Hope in An In-Between Abyss
This week’s eNewsletter feature
was written by Rev. Henry Coates,
FPCE associate pastor.
But what a relief it can be
to befriend contingency,
to meet God right here in the
havoc of chance,
to feel enduring love like a stroke of pure luck.
— Christian Wiman
Christian Wiman is a poet and, like many poets, he seems to capture something both transcendent and immanent in his writings. His book of personal essays, My Bright Abyss, is one that changed my world when I first read it in 2012.
I was living down in New Orleans, unemployed, depressed, and unsure what I was going to do with myself. Everything seemed up in the air about what would come next for me, what direction I should go with my life — and God seemed very distant, very foreign, very unreal.
I had just graduated from Princeton Seminary, didn’t have any immediate career prospects, and I didn’t know if I even wanted to be a pastor anymore. Of necessity, I got a job delivering pizzas on the night shift, so I had my days free. Luck (?) had it that right around the corner from where I was living was a small coffee shop that had nooks and crannies a guy could disappear into and read for hours on end. It was here, in this place, in this coffee shop in the deep, dirty South, that I met Jesus again for the first time. And I met him through Christian Wiman’s book.

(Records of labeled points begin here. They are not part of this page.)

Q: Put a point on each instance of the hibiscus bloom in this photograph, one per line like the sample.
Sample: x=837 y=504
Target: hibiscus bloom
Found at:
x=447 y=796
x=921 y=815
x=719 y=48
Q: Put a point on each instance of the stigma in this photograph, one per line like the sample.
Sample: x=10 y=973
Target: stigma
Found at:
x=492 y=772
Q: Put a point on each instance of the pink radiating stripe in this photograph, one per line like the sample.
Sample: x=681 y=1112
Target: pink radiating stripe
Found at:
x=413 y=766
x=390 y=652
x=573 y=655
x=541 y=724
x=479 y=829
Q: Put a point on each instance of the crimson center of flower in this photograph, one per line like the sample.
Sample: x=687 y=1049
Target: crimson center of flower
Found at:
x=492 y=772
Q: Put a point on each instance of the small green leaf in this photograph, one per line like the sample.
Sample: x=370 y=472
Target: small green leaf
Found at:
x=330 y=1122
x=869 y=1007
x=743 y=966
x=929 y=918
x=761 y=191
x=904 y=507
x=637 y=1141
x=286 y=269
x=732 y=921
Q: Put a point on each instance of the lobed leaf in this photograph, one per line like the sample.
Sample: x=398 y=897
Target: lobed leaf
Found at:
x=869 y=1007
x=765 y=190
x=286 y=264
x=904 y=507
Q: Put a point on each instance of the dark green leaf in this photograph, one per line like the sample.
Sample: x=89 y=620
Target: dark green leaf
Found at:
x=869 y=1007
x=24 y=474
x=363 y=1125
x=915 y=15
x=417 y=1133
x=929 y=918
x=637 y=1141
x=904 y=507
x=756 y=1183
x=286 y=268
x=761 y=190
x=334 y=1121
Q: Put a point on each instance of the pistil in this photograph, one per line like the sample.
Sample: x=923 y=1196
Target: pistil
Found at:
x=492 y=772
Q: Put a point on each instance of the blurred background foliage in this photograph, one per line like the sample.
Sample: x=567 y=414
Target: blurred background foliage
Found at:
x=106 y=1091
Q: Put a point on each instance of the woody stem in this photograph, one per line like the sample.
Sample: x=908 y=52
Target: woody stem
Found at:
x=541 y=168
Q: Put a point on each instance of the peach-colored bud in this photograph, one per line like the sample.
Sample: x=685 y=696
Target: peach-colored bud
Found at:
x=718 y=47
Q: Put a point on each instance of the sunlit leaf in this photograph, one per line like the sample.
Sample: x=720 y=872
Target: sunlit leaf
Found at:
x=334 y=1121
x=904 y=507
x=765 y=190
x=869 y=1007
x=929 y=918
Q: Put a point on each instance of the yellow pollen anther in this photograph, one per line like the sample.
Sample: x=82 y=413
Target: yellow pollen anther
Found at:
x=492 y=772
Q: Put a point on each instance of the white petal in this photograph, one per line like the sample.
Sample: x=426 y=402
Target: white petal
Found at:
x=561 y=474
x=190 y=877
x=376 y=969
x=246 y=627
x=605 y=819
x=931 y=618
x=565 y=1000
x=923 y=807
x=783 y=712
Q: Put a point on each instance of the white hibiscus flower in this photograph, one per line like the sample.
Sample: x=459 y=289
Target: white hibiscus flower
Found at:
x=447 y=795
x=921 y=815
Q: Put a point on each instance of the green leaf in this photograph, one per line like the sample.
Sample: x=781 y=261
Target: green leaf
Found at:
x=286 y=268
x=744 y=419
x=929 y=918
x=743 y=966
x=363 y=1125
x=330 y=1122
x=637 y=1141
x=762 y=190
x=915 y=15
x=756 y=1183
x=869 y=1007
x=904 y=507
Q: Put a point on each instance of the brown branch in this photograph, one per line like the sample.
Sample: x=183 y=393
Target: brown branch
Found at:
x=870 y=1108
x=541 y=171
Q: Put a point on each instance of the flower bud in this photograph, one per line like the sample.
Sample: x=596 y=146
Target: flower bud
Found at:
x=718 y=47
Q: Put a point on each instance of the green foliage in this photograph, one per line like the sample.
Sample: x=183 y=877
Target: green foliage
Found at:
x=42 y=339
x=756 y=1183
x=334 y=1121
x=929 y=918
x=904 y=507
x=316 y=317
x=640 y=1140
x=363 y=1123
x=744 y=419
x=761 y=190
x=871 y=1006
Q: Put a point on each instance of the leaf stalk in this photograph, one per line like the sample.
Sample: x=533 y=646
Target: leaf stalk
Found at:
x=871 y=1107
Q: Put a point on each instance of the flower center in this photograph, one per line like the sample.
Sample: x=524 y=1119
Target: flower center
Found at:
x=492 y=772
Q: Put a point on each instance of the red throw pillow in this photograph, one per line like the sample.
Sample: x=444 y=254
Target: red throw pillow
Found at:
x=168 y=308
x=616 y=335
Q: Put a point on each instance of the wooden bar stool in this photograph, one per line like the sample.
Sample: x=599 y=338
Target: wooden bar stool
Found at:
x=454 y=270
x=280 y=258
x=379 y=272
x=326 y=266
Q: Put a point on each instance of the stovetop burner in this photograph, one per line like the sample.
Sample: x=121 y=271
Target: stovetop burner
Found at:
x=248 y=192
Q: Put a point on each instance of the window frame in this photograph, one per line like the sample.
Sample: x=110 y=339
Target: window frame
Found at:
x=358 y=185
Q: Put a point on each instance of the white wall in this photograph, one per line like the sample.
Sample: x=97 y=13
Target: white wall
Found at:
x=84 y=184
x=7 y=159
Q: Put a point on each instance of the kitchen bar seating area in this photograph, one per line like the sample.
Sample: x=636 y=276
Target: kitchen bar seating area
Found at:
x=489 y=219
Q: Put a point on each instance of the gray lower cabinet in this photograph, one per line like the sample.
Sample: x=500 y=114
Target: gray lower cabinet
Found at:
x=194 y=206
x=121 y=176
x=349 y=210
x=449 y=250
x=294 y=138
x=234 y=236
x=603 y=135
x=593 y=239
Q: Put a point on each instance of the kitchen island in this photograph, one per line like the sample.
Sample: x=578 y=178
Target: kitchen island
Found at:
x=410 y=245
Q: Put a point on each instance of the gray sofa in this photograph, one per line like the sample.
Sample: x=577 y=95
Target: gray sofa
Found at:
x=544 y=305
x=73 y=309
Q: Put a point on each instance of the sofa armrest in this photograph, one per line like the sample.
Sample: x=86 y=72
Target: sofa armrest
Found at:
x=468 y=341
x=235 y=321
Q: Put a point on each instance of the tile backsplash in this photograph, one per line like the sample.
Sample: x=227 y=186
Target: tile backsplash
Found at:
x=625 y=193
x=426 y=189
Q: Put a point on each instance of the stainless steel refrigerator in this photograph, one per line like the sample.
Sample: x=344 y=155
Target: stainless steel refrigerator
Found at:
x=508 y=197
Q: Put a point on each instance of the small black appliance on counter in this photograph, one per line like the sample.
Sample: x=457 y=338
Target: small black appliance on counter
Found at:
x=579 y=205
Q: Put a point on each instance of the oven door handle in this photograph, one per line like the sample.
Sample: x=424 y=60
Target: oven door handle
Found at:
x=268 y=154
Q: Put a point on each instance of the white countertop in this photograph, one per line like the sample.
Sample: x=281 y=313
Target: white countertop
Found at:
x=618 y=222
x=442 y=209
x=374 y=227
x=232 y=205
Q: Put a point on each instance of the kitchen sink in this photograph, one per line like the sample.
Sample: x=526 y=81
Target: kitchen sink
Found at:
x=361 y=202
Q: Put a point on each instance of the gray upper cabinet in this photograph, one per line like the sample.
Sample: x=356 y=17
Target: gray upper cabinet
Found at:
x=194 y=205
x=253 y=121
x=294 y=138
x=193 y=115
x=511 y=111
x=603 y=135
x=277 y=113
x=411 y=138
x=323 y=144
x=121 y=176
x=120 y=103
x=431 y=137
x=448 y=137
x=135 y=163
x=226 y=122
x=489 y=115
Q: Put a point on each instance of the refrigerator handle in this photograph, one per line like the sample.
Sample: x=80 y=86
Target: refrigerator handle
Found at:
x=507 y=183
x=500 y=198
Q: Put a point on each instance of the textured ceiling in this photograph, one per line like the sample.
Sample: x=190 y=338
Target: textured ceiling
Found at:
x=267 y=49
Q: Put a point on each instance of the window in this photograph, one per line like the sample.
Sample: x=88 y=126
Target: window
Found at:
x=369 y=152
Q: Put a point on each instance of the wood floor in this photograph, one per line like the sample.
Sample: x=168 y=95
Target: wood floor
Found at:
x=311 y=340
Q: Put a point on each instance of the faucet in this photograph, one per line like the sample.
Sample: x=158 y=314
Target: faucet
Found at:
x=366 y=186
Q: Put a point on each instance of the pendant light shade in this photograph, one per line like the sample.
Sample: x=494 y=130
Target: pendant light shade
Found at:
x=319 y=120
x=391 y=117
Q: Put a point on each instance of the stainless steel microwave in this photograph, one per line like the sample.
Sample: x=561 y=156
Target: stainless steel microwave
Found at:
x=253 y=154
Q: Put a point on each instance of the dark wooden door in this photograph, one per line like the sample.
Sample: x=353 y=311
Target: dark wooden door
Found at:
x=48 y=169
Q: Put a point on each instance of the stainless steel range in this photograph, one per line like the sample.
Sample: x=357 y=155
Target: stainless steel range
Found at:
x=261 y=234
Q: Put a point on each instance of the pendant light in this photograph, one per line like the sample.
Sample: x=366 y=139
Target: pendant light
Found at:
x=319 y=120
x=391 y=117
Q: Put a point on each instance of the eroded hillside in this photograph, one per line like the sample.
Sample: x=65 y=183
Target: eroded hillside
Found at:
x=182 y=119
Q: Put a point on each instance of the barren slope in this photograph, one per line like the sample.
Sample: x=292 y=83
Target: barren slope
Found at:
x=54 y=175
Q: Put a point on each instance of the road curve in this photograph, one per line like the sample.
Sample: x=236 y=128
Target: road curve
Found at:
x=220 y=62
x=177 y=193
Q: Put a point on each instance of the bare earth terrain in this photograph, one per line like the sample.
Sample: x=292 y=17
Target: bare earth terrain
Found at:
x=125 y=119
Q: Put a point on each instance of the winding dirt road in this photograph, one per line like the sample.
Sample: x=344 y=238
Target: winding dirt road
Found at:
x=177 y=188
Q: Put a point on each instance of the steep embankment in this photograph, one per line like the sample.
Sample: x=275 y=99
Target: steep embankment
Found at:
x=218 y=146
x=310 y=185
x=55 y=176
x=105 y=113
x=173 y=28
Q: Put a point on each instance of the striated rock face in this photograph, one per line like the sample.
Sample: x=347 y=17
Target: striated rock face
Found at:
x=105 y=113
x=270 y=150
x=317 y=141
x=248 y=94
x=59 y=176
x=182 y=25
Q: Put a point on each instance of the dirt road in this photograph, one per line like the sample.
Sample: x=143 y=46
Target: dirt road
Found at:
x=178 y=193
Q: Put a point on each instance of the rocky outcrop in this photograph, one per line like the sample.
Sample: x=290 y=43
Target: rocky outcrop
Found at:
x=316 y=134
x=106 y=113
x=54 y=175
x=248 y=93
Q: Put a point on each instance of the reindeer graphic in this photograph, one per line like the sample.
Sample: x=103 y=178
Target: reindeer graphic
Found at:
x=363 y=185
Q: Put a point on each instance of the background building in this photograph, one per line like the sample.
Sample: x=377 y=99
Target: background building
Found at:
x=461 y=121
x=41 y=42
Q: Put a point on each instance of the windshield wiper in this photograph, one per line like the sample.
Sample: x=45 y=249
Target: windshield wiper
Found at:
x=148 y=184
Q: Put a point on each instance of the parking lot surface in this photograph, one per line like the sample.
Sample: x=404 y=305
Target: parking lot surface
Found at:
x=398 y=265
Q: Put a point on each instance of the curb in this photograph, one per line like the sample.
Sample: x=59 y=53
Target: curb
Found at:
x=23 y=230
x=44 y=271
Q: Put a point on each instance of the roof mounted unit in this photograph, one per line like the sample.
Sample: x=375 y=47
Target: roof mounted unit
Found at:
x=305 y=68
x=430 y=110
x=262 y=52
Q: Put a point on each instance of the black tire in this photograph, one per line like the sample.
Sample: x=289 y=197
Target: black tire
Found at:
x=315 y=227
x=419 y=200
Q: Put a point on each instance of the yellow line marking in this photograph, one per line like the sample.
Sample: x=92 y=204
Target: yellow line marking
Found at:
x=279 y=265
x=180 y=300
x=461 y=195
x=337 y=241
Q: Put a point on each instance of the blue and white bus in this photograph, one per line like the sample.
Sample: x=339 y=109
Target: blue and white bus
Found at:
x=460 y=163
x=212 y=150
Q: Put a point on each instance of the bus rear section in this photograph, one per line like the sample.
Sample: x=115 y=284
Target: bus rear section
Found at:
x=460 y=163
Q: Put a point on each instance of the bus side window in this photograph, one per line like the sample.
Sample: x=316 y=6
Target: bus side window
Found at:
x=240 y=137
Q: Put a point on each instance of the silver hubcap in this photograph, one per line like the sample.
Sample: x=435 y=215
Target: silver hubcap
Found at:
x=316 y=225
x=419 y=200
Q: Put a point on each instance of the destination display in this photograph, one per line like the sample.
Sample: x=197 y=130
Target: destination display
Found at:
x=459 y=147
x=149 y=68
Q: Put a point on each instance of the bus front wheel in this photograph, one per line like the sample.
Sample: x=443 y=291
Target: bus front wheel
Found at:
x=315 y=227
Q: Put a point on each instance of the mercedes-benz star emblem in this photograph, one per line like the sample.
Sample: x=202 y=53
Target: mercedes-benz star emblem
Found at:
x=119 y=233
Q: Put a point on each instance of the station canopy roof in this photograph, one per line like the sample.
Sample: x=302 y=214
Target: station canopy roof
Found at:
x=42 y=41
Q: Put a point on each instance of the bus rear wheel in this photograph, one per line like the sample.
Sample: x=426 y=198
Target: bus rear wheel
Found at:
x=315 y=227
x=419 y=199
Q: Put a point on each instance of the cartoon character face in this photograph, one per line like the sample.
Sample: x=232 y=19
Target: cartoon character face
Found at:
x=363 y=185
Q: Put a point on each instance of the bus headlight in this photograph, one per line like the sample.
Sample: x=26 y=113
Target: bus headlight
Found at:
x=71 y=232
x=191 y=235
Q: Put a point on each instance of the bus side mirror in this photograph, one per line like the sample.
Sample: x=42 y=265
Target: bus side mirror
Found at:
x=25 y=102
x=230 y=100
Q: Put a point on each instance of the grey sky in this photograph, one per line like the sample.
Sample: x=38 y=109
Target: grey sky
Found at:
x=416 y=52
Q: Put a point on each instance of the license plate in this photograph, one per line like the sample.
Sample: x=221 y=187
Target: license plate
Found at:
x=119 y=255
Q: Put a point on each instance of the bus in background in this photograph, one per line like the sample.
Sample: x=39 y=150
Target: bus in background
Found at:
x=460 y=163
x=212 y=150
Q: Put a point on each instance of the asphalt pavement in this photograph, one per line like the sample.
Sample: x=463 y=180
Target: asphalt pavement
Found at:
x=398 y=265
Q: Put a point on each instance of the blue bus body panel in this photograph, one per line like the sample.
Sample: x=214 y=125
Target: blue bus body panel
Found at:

Wiman has a rare form of blood cancer. It rightfully should have killed him several times over, yet he’s still alive. (Formerly the editor of Poetry magazine, and a congregant at 4th Pres downtown, today he is a professor of Religion and Literature at Yale.) He wrote My Bright Abyss right after he had received his diagnosis, or death sentence, in a short, curt voicemail. In Abyss, as he is preparing to meet his death, he reflects on what it means to be lost in the depths of God amid the world’s confused brokenness. In between life and death, Wiman found refuge in his bright abyss—his savior Jesus Christ.
My God my bright abyss
Into which all my longing will not go
Once more I come to the edge of all I know
And believing nothing believe in this.
Christians are an in-between people — we live between the Advents. We just celebrated the first Advent of Christ who came at Christmas, and we look towards the second Advent, when “Lo Christ shall come with clouds descending,” as the old hymn puts it. We are in an in-between moment right now, not sure what it is exactly we all just went through, and unclear about what is coming next.
We can look to the Disciples of Jesus, who after Jesus was killed by the Roman state were bewildered, lost, and in hiding. They did not know that the Cross would lead to the resurrection, but we have the benefit of history’s 20/20 hindsight. Cross always leads to Resurrection. It is the in-between moments that can — and so often do — leave us bewildered.
Here, where we are today, we have great reason to hope; the primary vaccines for COVID-19 are 95% effective (which is truly amazing; according to the CDC typical flu vaccines are about 40% effective). If the vaccines work as most other vaccines do, we have real reason to hope that they will prevent most transmission of COVID-19 as well.
And, just this morning, as I am writing these words to you, we have received word that the vaccines also protect against both the UK and South African variants we have seen in the news lately. We are going to get through this! But the question remains — when? That I can’t answer.
Vaccines are coming, vaccines are here now, but when will everyone be able to get them? Well, that’s contingent on a lot of factors. Unfortunately, it all means we have a lot more waiting to do. Yet, we can take heart; in the waiting— in the “havoc of chance,” as Wiman describes it — we encounter enduring love. God meets us in the contingent, in-between moments of our lives, for he is the Word made flesh who dwells among us.
The fact that I am here now, writing this newsletter article, serving you as your pastor, speaks to this truth: God is with us, even in a time such as this. God was with me, even when I was tired, weak, and worn down in a dusty New Orleans coffee shop.
Keep the faith, friends. We shall get through this.